The latest forecasts have said that the June-September monsoon – the lifeblood of Asia’s third-largest economy – will arrive on time, hitting Kerala on June 1, though the rainfall may only be 93% of a 50-year average of 89 centimetres.
INSAT satellite image of clouds hovering over India. (Photo: IMD website)
Half of India’s farm output comes from summer crops dependent on the monsoon and millions of farmers are affected by shifts in rainfall. The government has already put in place a contingency plan and is pushing crop insurance in view of problems farmers may face in the event of a weak monsoon.
According to an analysis by the India Meteorological Department (IMD), the onset of the monsoon over Kerala will occur whenever 60% of the body’s 14 stations in the southern state report rainfall of 2.5 mm or more for two consecutive days.
Another analysis by private weather forecaster Skymet put the probability of a "normal monsoon" this season at 49%.
A screen grab of the forecast analysis by Skymet. (Photo: Skymet website)
"The onset of monsoon looks normal. An error window of two to three days can be taken. As of now, there is no delay in arrival of rain. However, monsoon is expected to be below normal due to the El Nino factor," a senior IMD official told PTI.
The IMD is expected to announce on May 15 the likely date of the onset of the monsoon and its progress thereafter.
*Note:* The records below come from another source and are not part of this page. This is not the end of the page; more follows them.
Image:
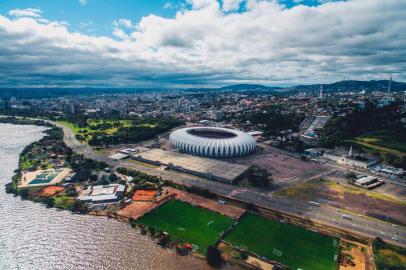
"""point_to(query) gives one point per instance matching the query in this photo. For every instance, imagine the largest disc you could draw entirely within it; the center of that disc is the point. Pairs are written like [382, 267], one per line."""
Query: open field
[91, 128]
[189, 223]
[389, 256]
[351, 198]
[50, 191]
[381, 141]
[224, 209]
[291, 245]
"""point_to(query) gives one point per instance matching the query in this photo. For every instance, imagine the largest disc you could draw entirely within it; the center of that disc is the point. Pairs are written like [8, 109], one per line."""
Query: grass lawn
[189, 223]
[388, 256]
[381, 141]
[63, 201]
[291, 245]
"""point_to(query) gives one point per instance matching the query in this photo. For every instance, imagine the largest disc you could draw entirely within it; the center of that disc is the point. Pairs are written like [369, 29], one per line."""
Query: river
[35, 237]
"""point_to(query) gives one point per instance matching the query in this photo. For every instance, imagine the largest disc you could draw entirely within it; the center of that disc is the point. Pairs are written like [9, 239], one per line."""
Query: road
[324, 213]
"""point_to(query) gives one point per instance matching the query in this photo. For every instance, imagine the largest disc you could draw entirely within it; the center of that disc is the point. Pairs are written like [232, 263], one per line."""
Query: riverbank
[50, 153]
[66, 198]
[35, 237]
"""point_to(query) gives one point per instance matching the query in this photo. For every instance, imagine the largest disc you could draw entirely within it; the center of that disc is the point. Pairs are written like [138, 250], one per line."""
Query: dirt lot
[389, 189]
[350, 198]
[225, 209]
[285, 169]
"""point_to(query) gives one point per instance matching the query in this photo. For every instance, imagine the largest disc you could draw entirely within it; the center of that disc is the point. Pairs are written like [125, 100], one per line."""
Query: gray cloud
[206, 44]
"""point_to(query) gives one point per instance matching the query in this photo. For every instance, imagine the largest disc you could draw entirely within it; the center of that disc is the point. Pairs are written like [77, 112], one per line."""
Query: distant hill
[347, 85]
[373, 85]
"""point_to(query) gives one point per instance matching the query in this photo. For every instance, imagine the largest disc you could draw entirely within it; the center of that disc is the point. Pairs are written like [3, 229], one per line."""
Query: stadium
[213, 142]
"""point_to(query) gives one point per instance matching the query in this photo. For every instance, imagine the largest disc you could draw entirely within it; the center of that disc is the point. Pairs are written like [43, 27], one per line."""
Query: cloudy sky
[202, 43]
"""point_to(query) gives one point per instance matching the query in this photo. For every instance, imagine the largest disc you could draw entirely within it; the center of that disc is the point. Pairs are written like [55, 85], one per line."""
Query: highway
[323, 214]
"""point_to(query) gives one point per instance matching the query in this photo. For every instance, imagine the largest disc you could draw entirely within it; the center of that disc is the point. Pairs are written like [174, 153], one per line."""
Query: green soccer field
[291, 245]
[189, 223]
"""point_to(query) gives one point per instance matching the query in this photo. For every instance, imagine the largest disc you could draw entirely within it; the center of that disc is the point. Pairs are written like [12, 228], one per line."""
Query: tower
[321, 92]
[389, 84]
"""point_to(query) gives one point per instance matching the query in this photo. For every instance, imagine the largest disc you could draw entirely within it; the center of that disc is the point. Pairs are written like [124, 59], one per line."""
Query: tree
[213, 256]
[151, 231]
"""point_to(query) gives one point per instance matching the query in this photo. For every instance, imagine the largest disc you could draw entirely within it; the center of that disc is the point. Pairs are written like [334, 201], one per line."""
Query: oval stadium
[213, 142]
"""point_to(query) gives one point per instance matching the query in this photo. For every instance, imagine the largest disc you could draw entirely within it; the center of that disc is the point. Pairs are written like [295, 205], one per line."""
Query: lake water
[35, 237]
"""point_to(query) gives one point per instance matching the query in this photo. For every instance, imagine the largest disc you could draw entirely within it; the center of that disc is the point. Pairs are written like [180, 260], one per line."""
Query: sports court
[192, 224]
[288, 244]
[143, 195]
[43, 177]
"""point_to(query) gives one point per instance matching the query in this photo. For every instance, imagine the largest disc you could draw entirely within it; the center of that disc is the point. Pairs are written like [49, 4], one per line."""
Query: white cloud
[231, 5]
[168, 5]
[28, 12]
[123, 22]
[83, 2]
[267, 43]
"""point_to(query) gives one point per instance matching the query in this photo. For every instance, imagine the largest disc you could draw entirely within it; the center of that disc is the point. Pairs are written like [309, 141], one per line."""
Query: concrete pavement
[324, 213]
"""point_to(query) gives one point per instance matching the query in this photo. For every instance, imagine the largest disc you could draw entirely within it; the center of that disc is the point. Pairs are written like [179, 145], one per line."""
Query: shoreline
[12, 188]
[141, 229]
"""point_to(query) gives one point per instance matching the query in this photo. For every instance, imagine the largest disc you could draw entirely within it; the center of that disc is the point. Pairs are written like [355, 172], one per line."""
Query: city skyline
[198, 43]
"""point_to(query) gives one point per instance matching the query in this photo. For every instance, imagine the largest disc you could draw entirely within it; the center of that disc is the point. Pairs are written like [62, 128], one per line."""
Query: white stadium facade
[213, 142]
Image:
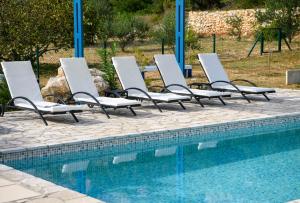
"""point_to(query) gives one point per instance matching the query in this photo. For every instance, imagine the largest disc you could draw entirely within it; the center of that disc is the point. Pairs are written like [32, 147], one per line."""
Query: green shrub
[127, 28]
[235, 22]
[4, 92]
[280, 14]
[166, 30]
[106, 65]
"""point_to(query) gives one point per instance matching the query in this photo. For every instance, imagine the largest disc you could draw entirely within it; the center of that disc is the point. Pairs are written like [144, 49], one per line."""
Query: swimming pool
[251, 167]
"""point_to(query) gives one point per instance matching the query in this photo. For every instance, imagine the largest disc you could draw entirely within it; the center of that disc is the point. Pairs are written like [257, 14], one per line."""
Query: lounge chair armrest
[140, 90]
[200, 84]
[59, 99]
[87, 94]
[162, 89]
[178, 85]
[11, 102]
[243, 80]
[116, 93]
[229, 83]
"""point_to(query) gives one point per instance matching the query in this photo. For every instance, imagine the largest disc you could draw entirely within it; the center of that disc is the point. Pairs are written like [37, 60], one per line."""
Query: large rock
[59, 86]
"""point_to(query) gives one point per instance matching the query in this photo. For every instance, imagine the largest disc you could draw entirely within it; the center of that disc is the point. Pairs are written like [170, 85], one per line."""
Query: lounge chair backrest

The government’s contingency plan will cover 580 of the country’s 676 districts that may witness monsoon deficit, while the agriculture ministry is mulling steps to popularise crop insurance schemes among farmers.
The timely onset of the south-west monsoon is crucial for sowing of kharif (summer) crops such as paddy and a deficit in rainfall may hit rice output.
Last year, India received 12% less rains, which hit the production of grains, cotton and oilseeds.
Following the poor monsoon in 2014, unseasonal rains and hailstorms during March-April caused widespread damage to crops in Punjab, Rajasthan, Uttar Pradesh and Haryana. This was followed by reports of distressed farmers committing suicide in these states.
The agriculture ministry has prepared itself for below-average rains and is working to minimise the impact of a weak monsoon on kharif production, especially rice and, food inflation.
"The state governments have been asked to fully gear up to implement the contingency plan in 580 districts. In some districts, we are updating contingency measures as per the local needs," agriculture secretary Siraj Husain said.
A big push will be given to popularising crop insurance schemes among farmers, he said.